Le village vient d’être élu « meilleur village touristique 2022 » par l’Organisation mondiale du Tourisme (OMT) et recevra son prix avec 31 autres villages répartis en tout dans 22 pays lors d’une cérémonie officielle célébrée le 27 février à Alula, en Arabie saoudite. Pour sa seconde édition, ce programme phare des Best Tourism Villages tient à distinguer « le tourisme rural aux atouts culturels et naturels reconnus, préservant et promouvant les valeurs, les produits et les modes de vie ruraux et communautaires ». Une reconnaissance pour ce bourg de 3.400 habitants, tous dévoués à la conservation de leur patrimoine et de leur identité tcherkesses.
Méconnus, y compris en Israël, les Tcherkesses intriguent : eux qui ne sont ni juifs, ni arabes, ni palestiniens ; qui sont-ils vraiment ? Leur nom renvoie à une région du nord du Caucase, la Circassie, située sur les rivages de la mer Noire, entre les territoires actuels de la Géorgie, de la Turquie et de la Russie, où leur présence est attestée depuis le 8e siècle avant notre ère.
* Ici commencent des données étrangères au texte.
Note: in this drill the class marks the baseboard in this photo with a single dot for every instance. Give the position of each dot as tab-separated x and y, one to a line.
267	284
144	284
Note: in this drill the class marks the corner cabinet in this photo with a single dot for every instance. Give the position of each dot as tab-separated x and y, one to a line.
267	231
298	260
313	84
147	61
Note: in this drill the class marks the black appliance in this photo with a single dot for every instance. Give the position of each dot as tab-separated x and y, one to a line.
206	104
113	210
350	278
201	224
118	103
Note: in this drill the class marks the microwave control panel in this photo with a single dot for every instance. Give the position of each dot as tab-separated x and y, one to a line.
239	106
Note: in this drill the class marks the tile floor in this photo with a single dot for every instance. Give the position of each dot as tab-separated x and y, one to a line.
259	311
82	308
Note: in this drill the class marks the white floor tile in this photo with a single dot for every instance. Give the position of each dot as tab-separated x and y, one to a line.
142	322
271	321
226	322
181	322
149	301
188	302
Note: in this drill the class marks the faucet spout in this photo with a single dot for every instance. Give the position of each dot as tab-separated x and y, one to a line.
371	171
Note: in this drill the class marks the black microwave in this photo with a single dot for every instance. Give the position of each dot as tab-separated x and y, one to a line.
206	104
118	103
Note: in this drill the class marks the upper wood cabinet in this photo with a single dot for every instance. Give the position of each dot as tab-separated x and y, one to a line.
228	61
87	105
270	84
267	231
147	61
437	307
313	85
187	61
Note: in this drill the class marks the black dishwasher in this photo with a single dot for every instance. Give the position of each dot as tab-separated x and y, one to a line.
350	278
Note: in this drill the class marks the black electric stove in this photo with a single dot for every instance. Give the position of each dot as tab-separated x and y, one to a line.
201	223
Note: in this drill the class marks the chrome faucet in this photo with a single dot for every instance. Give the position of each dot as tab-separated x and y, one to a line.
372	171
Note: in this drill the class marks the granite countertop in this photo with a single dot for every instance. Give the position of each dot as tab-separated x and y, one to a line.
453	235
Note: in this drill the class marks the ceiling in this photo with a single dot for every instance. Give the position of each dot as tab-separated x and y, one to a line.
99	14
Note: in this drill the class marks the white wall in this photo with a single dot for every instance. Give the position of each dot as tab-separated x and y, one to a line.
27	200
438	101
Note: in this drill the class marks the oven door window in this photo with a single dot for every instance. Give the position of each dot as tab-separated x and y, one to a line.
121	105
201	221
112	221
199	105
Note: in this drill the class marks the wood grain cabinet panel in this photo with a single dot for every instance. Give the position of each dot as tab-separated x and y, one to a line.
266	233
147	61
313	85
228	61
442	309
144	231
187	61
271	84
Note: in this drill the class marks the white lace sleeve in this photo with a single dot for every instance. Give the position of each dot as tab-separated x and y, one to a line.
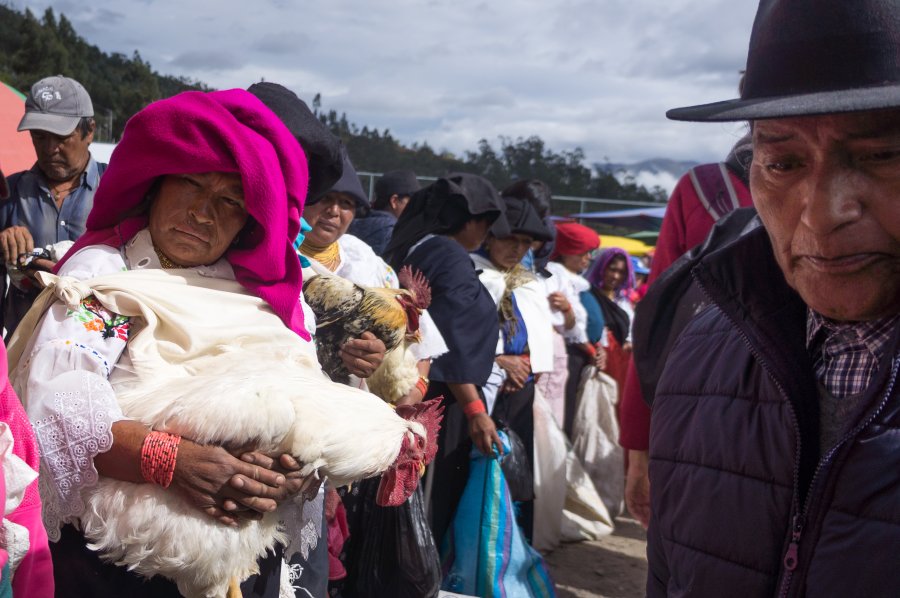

On les appelle les Circassiens (Tcherkessim en hébreu), bien qu’eux préfèrent le nom d’Adyguéens. Peuple chrétien avant leur islamisation tardive au 18e siècle, ce sont des musulmans sunnites. Leur conversion s’inscrit dans les affrontements entre Empires de la région : menacés d’une invasion par les Russes, ils décident de faire alliance avec les Ottomans.
Déportés vers l’Empire ottoman
Au début du 19e siècle, on compte environ deux millions de Tcherkesses. Cependant, après la victoire des troupes russes au terme de la longue guerre du Caucase (1816-1864) des milliers de Circassiens sont déportés vers l’Empire ottoman. Aujourd’hui la diaspora tcherkesse est dispersée : ils sont trois millions en Turquie, 700.000 en Russie, 250.000 en Jordanie, 120.000 en Syrie et 5.000 en Israël.
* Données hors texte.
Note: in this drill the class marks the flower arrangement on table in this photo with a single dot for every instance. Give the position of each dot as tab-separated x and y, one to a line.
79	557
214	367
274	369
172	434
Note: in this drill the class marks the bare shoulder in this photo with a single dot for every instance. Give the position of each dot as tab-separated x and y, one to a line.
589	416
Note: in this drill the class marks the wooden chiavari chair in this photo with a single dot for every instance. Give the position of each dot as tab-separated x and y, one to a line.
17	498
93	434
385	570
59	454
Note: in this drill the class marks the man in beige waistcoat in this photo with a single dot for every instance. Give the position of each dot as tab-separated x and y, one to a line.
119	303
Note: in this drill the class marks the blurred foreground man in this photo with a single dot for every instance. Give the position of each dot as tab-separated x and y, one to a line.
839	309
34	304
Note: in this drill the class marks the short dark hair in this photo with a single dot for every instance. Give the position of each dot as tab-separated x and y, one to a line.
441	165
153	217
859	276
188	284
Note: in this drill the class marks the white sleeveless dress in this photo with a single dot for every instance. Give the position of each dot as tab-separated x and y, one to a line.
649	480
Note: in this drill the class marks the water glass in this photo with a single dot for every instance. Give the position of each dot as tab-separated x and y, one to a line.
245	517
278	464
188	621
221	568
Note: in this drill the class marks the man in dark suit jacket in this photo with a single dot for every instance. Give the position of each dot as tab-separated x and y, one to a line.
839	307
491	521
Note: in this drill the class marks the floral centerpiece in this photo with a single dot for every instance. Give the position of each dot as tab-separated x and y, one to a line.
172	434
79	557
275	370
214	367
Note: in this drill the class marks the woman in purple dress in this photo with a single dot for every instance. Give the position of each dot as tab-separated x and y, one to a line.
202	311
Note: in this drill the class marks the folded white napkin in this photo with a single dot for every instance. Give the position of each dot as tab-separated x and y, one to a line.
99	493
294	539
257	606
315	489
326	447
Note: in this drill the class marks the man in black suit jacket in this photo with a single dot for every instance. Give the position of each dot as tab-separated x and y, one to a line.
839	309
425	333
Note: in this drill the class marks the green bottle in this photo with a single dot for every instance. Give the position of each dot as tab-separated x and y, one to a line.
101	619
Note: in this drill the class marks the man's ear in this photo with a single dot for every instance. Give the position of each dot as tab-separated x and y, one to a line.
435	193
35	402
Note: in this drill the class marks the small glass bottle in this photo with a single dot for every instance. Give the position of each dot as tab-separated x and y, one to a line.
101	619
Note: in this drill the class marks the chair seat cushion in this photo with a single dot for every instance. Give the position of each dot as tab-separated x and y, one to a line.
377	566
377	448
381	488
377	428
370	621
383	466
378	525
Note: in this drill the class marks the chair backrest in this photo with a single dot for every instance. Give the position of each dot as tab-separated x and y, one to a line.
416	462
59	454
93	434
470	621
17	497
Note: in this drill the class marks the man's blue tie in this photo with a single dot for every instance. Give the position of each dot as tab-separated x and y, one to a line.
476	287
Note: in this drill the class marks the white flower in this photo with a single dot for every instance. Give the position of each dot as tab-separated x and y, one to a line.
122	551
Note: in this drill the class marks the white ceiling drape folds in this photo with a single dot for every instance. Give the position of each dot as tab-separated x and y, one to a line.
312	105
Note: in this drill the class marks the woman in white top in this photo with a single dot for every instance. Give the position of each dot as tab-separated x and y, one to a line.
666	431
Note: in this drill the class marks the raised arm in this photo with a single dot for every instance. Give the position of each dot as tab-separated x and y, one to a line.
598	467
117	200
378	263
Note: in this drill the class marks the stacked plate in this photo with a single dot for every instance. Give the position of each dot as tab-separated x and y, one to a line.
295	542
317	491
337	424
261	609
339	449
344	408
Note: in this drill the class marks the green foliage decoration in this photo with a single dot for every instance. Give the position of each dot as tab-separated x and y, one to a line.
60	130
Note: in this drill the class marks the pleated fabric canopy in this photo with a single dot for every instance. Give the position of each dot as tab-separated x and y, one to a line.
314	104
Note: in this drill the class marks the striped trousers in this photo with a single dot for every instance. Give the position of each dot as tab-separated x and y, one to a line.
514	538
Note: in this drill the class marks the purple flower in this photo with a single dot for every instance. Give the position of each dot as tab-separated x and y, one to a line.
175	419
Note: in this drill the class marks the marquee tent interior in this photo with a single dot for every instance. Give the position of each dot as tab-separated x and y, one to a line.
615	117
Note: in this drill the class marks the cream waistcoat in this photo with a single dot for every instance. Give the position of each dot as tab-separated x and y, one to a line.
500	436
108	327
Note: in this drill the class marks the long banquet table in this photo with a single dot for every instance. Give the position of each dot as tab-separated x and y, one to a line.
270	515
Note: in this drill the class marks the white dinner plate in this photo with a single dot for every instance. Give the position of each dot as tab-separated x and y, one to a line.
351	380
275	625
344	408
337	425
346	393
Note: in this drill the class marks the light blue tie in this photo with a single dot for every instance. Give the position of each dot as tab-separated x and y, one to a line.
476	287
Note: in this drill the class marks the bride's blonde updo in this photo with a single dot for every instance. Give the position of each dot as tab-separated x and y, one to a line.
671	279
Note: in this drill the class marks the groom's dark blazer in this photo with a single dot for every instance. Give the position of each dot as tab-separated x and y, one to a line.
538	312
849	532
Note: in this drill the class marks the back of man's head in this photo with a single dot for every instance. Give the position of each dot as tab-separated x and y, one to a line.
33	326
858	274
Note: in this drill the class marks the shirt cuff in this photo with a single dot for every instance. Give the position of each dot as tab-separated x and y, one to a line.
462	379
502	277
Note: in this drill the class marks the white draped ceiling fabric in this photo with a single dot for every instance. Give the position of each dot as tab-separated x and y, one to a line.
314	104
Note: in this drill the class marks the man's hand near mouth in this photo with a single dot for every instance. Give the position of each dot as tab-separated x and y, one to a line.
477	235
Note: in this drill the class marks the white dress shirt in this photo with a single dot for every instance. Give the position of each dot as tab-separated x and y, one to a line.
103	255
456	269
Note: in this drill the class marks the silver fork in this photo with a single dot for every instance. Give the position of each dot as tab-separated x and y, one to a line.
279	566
Pourquoi Israël ? Ce sont les Turcs qui décident de les installer dans la région, en particulier sur le Golan, au cœur d’une mosaïque ethnique où ils sont censés contrebalancer le pouvoir des Druzes et des Bédouins. Trois villages sont fondés en Galilée : Kfar Kama, construit en 1878 en Basse-Galilée, Reyhaniya, un an plus tard en Haute-Galilée, et Khirbet-Cherkes, disparu depuis. Les Tcherkesses y prospèrent sur les terres fertiles ; ils y voient la naissance du premier kibboutz non loin de Kfar Kama, à Degania. Dès les prémices du conflit judéo-arabe, ils épousent la cause sioniste, avant de faire allégeance à Israël. « Je suis Israélien de manière inconditionnelle. J’appartiens à la 5e génération, mon aïeul est arrivé ici en 1887. Selon la loi nous servons l’armée comme de bons Israéliens », nous explique Zoher Thawcho, cofondateur du Centre du patrimoine circassien, aujourd’hui à la tête du Musée circassien de Kfar Kama. « En deuxième lieu, je suis musulman. Enfin, je suis tcherkesse car nous venons génétiquement du Caucase. Si vous êtes tcherkesse et que vous ne vivez pas sur votre terre, la meilleure place au monde est ici, en Israël ».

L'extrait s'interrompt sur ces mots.